MOLE Cockpit Guide: Plot a Course & Find Coordinates

MOLE Cockpit Guide: Plot a Course & Find Coordinates

I slammed the cockpit door and the console spat back cryptic beeps. For a second the instrument panel looked like a crossword of levers and numbers, and I felt time compressing—Earth was counting on whoever could read it. You can do this; I’ll show you the exact steps so you stop guessing and start drilling.

Where to find coordinates in MOLE

The cockpit feels overcrowded at first, like every switch is arguing for attention.

You get coordinates two ways, but the one you need immediately is the Navigation Cassette routine. Sit in the Cockpit, turn left to the terminal with a cassette slot, insert the Navigation Cassette, then pull the lever to upload seismic data. Watch the upload bar until it hits 100 percent, then remove the cassette.

Getting the X and Y coordinates in cockpit
Screenshot by Moyens I/O

Turn to the opposite terminal and hit Spacebar to decrypt the file. After decryption, put the Navigation Cassette into the left-wall main console (the one with two small levers). You’ll see two displays above the levers: match each lever to the empty channel on the display and use the arrow to aim a straight path through open grid spaces—avoid the rock clusters shown. That arrow gives you the Y and X numbers. Pull the red handle at the pilot seat and type both numbers into the keypads.

How do I find coordinates in MOLE?

Follow the cassette → decrypt → set levers → read arrow workflow. It’s the fastest loop for daily expeditions and works with the Steam build and most patch versions reported on Moyens I/O forums.

How to pilot the drill and what speed to set it to

You’re sitting at the pilot seat and the world beyond the viewport is one unreadable texture strip.

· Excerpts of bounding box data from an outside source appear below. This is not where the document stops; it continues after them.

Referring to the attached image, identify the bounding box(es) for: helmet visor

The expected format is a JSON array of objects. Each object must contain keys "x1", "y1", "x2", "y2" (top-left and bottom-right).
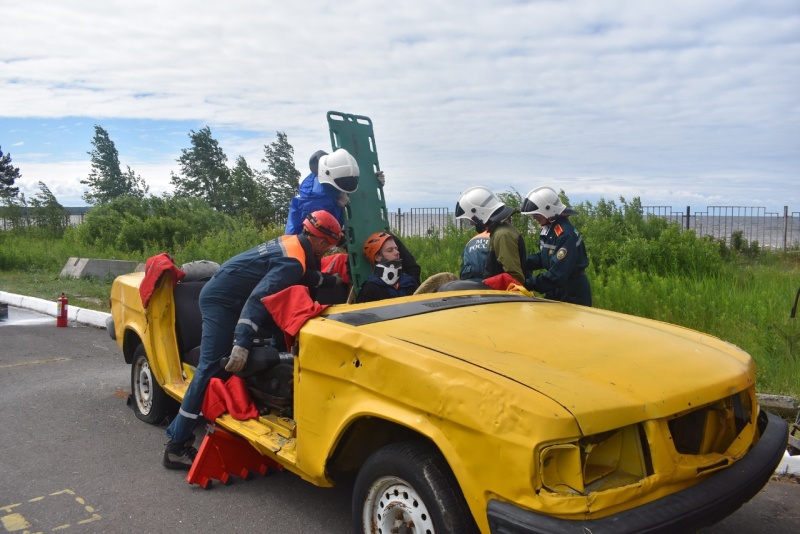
[
  {"x1": 333, "y1": 176, "x2": 358, "y2": 193},
  {"x1": 519, "y1": 198, "x2": 539, "y2": 215}
]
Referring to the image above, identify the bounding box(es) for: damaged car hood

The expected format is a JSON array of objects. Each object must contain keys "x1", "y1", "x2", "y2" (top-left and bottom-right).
[{"x1": 327, "y1": 293, "x2": 755, "y2": 434}]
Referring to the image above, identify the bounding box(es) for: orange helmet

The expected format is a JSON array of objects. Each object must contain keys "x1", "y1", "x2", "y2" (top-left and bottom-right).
[
  {"x1": 364, "y1": 232, "x2": 392, "y2": 265},
  {"x1": 303, "y1": 210, "x2": 342, "y2": 246}
]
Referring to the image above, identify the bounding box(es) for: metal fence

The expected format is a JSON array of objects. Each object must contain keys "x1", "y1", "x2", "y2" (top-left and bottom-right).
[
  {"x1": 6, "y1": 206, "x2": 800, "y2": 250},
  {"x1": 389, "y1": 206, "x2": 800, "y2": 250}
]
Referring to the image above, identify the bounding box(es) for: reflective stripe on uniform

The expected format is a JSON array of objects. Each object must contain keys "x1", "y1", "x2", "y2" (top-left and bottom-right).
[
  {"x1": 278, "y1": 235, "x2": 306, "y2": 274},
  {"x1": 236, "y1": 319, "x2": 258, "y2": 332},
  {"x1": 178, "y1": 408, "x2": 198, "y2": 419}
]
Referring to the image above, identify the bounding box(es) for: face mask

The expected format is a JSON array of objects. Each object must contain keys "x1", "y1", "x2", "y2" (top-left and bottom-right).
[{"x1": 373, "y1": 260, "x2": 403, "y2": 286}]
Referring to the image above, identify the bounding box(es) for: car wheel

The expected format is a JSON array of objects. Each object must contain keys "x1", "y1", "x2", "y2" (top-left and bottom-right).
[
  {"x1": 131, "y1": 345, "x2": 175, "y2": 425},
  {"x1": 353, "y1": 441, "x2": 477, "y2": 534}
]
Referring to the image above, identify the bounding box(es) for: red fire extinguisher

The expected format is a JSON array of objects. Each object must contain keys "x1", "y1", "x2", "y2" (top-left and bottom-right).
[{"x1": 56, "y1": 293, "x2": 69, "y2": 326}]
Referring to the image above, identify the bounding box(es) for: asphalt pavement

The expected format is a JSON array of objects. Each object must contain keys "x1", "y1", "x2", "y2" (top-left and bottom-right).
[{"x1": 0, "y1": 306, "x2": 800, "y2": 534}]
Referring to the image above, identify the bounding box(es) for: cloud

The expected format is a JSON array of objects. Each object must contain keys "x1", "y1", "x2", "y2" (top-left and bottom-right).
[{"x1": 0, "y1": 0, "x2": 800, "y2": 211}]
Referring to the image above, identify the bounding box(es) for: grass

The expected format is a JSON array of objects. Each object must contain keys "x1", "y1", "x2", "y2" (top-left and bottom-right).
[{"x1": 0, "y1": 224, "x2": 800, "y2": 398}]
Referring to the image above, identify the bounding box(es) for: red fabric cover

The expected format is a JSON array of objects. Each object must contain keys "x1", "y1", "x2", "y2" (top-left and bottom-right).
[
  {"x1": 320, "y1": 253, "x2": 350, "y2": 284},
  {"x1": 483, "y1": 273, "x2": 520, "y2": 291},
  {"x1": 139, "y1": 252, "x2": 186, "y2": 308},
  {"x1": 203, "y1": 375, "x2": 258, "y2": 421},
  {"x1": 261, "y1": 285, "x2": 330, "y2": 348}
]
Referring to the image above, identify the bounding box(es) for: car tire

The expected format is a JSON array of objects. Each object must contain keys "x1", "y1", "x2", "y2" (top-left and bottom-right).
[
  {"x1": 131, "y1": 344, "x2": 176, "y2": 425},
  {"x1": 353, "y1": 441, "x2": 477, "y2": 534}
]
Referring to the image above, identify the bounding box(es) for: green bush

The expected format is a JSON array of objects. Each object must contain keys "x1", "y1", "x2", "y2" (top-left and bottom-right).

After entering coordinates, return to those two small levers to capture the drill speed from the Terrain Density display. The pilot seat has a ground density chart (g/cm³) beside it—use that chart as your conversion reference. If the chart doesn’t match the density exactly, nudge the speed to the nearest safe value shown on the chart and record that setting for each new coordinate set.

The ground density chart
Screenshot by Moyens I/O

Return to the pilot seat. Set the red lever on the left to your chosen speed, then use the navigation stick on the right to steer. Line the piloting circle with the stationary destination circle by following the arrow on the ahead grid. When the alignment prompt allows, flip the Auto button to let the system finish the run.

How do I set drill speed?

Use the Terrain Density display, convert with the g/cm³ chart, and set the red lever. Think of it as matching tempo: too slow wastes time, too fast tears the drill—practice makes the right thumb pressure reliable.

Video by Moyens I/O

How to use cassettes to plot a course

The Lab on day two changes the way you read signals; the room will feel like a small radio station.

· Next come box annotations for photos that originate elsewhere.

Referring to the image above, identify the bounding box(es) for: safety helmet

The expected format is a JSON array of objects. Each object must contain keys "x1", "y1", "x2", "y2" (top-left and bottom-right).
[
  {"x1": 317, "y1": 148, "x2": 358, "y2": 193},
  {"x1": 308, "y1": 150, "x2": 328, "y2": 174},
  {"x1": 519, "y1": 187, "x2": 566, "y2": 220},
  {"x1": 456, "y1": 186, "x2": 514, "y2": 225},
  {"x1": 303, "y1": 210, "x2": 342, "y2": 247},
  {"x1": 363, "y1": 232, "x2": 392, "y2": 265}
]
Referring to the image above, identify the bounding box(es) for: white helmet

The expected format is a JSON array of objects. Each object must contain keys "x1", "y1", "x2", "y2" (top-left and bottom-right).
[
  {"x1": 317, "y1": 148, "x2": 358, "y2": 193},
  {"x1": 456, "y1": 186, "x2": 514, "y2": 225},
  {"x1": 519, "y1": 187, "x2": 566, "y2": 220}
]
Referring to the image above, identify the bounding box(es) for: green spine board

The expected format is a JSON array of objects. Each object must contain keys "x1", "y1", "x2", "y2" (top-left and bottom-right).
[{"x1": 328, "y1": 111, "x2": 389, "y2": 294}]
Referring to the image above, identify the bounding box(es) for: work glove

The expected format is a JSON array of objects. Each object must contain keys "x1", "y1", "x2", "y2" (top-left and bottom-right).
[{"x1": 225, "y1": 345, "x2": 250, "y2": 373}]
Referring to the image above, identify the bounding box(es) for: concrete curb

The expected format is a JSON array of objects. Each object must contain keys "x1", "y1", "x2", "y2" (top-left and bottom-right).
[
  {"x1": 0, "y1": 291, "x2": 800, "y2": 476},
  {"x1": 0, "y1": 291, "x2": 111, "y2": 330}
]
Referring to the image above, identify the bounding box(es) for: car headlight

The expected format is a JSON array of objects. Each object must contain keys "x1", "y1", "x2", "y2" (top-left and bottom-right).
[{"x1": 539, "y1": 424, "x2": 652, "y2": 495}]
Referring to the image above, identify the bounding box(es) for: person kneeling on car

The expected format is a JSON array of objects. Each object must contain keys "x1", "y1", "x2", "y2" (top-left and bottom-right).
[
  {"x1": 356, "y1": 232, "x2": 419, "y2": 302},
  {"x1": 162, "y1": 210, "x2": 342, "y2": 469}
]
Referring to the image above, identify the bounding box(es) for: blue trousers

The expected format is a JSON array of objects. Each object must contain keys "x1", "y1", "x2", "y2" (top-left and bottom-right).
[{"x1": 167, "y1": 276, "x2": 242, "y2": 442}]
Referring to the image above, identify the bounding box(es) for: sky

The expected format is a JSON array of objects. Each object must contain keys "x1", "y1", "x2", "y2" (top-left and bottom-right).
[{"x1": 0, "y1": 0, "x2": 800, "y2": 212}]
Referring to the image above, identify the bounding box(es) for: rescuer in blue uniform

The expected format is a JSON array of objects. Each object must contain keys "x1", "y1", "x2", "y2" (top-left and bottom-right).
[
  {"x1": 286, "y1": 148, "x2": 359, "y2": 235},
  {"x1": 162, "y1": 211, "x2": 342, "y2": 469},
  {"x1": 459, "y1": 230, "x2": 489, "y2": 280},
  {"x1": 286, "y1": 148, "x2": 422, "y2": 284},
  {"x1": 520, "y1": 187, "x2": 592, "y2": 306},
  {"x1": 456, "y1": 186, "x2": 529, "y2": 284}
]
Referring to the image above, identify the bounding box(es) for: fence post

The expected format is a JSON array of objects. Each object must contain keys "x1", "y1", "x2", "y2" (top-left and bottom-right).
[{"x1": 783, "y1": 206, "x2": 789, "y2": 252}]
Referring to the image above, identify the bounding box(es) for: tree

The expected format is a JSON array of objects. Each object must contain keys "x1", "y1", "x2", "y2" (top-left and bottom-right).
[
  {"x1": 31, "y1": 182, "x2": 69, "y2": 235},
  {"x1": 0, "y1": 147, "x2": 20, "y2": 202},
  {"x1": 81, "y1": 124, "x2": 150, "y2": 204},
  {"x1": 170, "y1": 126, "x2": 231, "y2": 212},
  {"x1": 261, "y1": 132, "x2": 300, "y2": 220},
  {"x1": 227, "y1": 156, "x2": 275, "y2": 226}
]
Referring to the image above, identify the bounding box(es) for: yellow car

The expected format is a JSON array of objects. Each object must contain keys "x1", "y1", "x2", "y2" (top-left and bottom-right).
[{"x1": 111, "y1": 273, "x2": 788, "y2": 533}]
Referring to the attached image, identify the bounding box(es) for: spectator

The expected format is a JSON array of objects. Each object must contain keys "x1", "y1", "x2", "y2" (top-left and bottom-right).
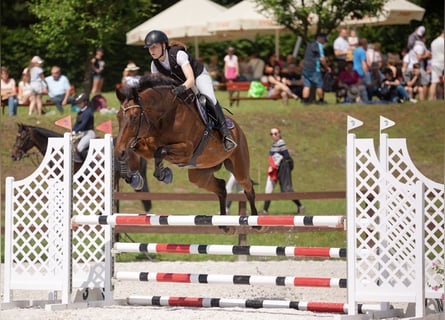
[
  {"x1": 17, "y1": 68, "x2": 32, "y2": 104},
  {"x1": 91, "y1": 48, "x2": 105, "y2": 96},
  {"x1": 406, "y1": 26, "x2": 426, "y2": 50},
  {"x1": 1, "y1": 67, "x2": 18, "y2": 116},
  {"x1": 338, "y1": 61, "x2": 368, "y2": 103},
  {"x1": 122, "y1": 61, "x2": 141, "y2": 88},
  {"x1": 224, "y1": 47, "x2": 239, "y2": 81},
  {"x1": 303, "y1": 33, "x2": 331, "y2": 104},
  {"x1": 27, "y1": 56, "x2": 47, "y2": 115},
  {"x1": 263, "y1": 52, "x2": 280, "y2": 78},
  {"x1": 286, "y1": 63, "x2": 304, "y2": 98},
  {"x1": 45, "y1": 66, "x2": 73, "y2": 113},
  {"x1": 267, "y1": 65, "x2": 298, "y2": 106},
  {"x1": 226, "y1": 173, "x2": 243, "y2": 214},
  {"x1": 262, "y1": 128, "x2": 305, "y2": 215},
  {"x1": 405, "y1": 63, "x2": 425, "y2": 101},
  {"x1": 334, "y1": 28, "x2": 349, "y2": 74},
  {"x1": 429, "y1": 30, "x2": 444, "y2": 100},
  {"x1": 73, "y1": 93, "x2": 96, "y2": 163},
  {"x1": 247, "y1": 52, "x2": 265, "y2": 81},
  {"x1": 207, "y1": 55, "x2": 224, "y2": 88},
  {"x1": 352, "y1": 38, "x2": 369, "y2": 85}
]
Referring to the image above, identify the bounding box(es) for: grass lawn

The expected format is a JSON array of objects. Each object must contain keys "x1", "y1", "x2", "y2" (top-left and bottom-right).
[{"x1": 0, "y1": 91, "x2": 445, "y2": 260}]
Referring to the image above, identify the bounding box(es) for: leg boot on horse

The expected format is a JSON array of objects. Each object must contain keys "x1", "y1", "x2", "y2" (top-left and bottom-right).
[{"x1": 210, "y1": 101, "x2": 237, "y2": 152}]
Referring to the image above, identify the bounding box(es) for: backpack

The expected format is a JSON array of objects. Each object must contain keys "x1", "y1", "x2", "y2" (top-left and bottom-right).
[{"x1": 91, "y1": 94, "x2": 108, "y2": 111}]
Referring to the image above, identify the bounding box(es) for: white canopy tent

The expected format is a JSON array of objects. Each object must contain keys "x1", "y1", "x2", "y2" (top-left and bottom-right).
[
  {"x1": 207, "y1": 0, "x2": 285, "y2": 54},
  {"x1": 342, "y1": 0, "x2": 425, "y2": 26},
  {"x1": 127, "y1": 0, "x2": 227, "y2": 56}
]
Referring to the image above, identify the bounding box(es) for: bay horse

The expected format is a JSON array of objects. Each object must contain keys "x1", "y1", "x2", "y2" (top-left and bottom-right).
[
  {"x1": 11, "y1": 123, "x2": 152, "y2": 212},
  {"x1": 114, "y1": 74, "x2": 258, "y2": 220}
]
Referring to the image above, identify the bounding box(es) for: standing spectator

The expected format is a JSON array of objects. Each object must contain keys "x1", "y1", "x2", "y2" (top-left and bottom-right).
[
  {"x1": 122, "y1": 61, "x2": 141, "y2": 88},
  {"x1": 226, "y1": 173, "x2": 243, "y2": 214},
  {"x1": 406, "y1": 26, "x2": 426, "y2": 50},
  {"x1": 17, "y1": 68, "x2": 32, "y2": 104},
  {"x1": 27, "y1": 56, "x2": 47, "y2": 115},
  {"x1": 303, "y1": 33, "x2": 331, "y2": 104},
  {"x1": 45, "y1": 66, "x2": 73, "y2": 113},
  {"x1": 405, "y1": 63, "x2": 425, "y2": 101},
  {"x1": 429, "y1": 30, "x2": 444, "y2": 100},
  {"x1": 338, "y1": 61, "x2": 368, "y2": 103},
  {"x1": 224, "y1": 47, "x2": 239, "y2": 82},
  {"x1": 334, "y1": 28, "x2": 349, "y2": 74},
  {"x1": 73, "y1": 93, "x2": 96, "y2": 163},
  {"x1": 352, "y1": 38, "x2": 369, "y2": 85},
  {"x1": 1, "y1": 67, "x2": 18, "y2": 116},
  {"x1": 263, "y1": 128, "x2": 305, "y2": 215},
  {"x1": 247, "y1": 52, "x2": 264, "y2": 81},
  {"x1": 91, "y1": 48, "x2": 105, "y2": 96},
  {"x1": 263, "y1": 52, "x2": 280, "y2": 77}
]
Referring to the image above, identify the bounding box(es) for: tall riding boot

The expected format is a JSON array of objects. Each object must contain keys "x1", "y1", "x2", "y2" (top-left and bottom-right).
[{"x1": 215, "y1": 101, "x2": 237, "y2": 152}]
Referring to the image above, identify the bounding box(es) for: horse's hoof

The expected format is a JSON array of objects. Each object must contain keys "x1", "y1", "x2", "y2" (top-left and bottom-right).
[
  {"x1": 161, "y1": 168, "x2": 173, "y2": 184},
  {"x1": 218, "y1": 226, "x2": 235, "y2": 235}
]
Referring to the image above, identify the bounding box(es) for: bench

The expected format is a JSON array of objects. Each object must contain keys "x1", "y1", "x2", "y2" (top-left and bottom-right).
[
  {"x1": 226, "y1": 81, "x2": 281, "y2": 106},
  {"x1": 2, "y1": 84, "x2": 76, "y2": 115}
]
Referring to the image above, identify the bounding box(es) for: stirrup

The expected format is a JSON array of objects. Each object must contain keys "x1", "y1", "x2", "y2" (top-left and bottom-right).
[{"x1": 223, "y1": 136, "x2": 238, "y2": 152}]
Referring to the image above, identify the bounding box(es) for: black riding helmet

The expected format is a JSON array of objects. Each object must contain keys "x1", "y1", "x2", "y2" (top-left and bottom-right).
[{"x1": 144, "y1": 30, "x2": 168, "y2": 48}]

There are two cassette types that matter: the Navigation Cassette (seismic coordinates) and the Targeting Cassette (signal frequencies). The Targeting Cassette only becomes useful once the Lab opens on day two. Grab the crystal from the Geologist’s workstation and place it on the motherboard under the monitor that displays the White Rabbit Signal.

Grid with radio frequencies and White Rabbit eye at its center. Gold circles on top of 17.120 frequency
Screenshot by Moyens I/O

Turn off the lights and interact with the White Rabbit Signal; stare until the beams form a ring in your vision. While the lights are still off, use the wall grid behind you to read the radio frequency. Switch the lights back on, insert the Targeting Cassette into the radio, set the top knob to the frequency’s first two digits and the bottom knob to the remaining three digits, then pull the small lever with the red light to tune.

How do cassettes plot a course?

After tuning, go back to the Cockpit terminal. Select three .xyx files (press Space to select, then press Enter twice) to convert the frequency into coordinates. Once converted, return to the Navigation Cassette routine and use those numbers as your new destination inputs.

Video by Moyens I/O

I’ve walked you through the cassette loop, the conversion charts, and the pilot controls so you don’t waste cycles guessing. If you want, compare notes with reports on Steam threads and Moyens I/O guides to see how different players tune for rare deposits—what have you tried that worked better?